The invention relates to the technical field of redis clusters, in particular to a method for guaranteeing the availability of a redis cluster, which comprises the steps of storing the node information of the redis cluster and deleting a master-slave node of downtime from the redis cluster; re-adding dump.rdb files and redis examples of the downed main node into the redis cluster, configuring the weight of the re-added redis examples to be 0, and configuring other nodes according to the set weight; delete the re-added redis instance and clean up the rdb file. Compared with the prior art, the invention has the advantages that: the method for cluster migration is provided, when a master node and a slave node in a redis cluster are down, the whole cluster can continue to provide storage service to the outside, the unavailable state of the redis cluster when faults occur is solved, and preferably, the method for cluster monitoring is provided, the availability of the redis node and the information of the redis node can be monitored, and the method for cluster migration is provided, when the master node and the slave node in the redis cluster are restored to a normal state from the down state, the redis cluster is restored again.

Description

Method for guaranteeing availability of redis cluster
Technical Field
The invention relates to the technical field of redis clusters, in particular to a method for guaranteeing the availability of a redis cluster.
Background
Redis introduced the cluster functionality starting from version 3.0, to which version 3.2 cluster functionality had stabilized. Redis clusters provide a set of programs that provide sharing of data among multiple nodes between Redis. The Redis cluster is mainly characterized in that a data partition mode and a master-slave mode are adopted, a hash groove is introduced through the data partition mode, the hash groove is divided into different nodes, and data are respectively divided into different grooves, so that the aim of dividing the data into different nodes is fulfilled, the data pressure of a single node is reduced, and the scalability of the cluster is better; through the master-slave mode, when the master node is down, the slave node of the master node is elected to serve as a new master node to continue providing service, so that the availability of the cluster is improved.

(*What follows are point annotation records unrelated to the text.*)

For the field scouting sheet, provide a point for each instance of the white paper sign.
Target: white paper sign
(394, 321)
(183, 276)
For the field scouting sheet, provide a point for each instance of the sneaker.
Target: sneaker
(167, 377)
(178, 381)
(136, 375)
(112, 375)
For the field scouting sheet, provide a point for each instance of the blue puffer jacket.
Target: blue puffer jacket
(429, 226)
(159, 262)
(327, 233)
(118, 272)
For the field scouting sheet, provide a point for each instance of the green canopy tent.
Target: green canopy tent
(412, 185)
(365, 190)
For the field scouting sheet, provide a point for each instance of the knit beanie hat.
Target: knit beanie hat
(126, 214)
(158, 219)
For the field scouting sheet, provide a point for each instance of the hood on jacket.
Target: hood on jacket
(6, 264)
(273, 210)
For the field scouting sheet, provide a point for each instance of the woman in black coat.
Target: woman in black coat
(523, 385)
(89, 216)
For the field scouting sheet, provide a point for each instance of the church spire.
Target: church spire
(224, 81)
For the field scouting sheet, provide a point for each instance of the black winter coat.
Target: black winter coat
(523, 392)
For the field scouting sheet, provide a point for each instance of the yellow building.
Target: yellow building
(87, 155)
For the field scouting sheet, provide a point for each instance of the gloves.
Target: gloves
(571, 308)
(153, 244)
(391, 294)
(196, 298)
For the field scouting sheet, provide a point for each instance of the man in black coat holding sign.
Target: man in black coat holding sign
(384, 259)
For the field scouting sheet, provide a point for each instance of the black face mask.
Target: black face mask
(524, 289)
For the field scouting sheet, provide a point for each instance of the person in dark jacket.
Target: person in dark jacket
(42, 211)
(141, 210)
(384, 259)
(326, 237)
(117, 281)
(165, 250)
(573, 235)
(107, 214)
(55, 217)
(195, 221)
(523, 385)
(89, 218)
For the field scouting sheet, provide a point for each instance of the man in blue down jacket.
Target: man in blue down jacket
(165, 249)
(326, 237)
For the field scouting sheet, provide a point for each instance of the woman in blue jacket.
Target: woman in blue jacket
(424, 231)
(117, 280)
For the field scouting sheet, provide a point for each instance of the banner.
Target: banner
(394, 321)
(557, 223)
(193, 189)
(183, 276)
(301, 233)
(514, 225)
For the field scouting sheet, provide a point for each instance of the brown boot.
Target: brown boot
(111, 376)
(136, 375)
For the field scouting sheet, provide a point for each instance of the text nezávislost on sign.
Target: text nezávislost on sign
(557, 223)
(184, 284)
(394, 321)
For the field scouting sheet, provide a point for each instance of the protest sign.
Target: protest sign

However, although there are many groups of master-slave nodes in the redis cluster, as long as one group of master-slave nodes is hung up, the whole cluster is down and cannot provide services to the outside, which is unacceptable for one cluster, and the reason for the problem is that data partitioning is that if a certain master-slave node is hung up, slots existing in the node are not existed, and data stored in the slots cannot be stored and acquired. Therefore, there is a need to devise a method of guaranteeing the availability of redis clusters.
Disclosure of Invention
The invention aims to solve the defects of the prior art and provides a method for guaranteeing the availability of redis clusters, wherein the service provided by the clusters is not interrupted in the process of cluster migration.
In order to achieve the above object, a method for guaranteeing availability of redis clusters is designed, wherein the method comprises a cluster migration method, and the cluster migration method specifically comprises the following steps: step a, storing the node information of the redis cluster, and deleting the master-slave node of the downtime from the redis cluster; b, re-adding dump.rdb files and redis examples of the downed main node into the redis cluster, and configuring the weight of the re-added redis examples to be 0, wherein other nodes are still configured according to the set weight; deleting the re-added redis instance, and cleaning the rdb file of the deleted redis instance.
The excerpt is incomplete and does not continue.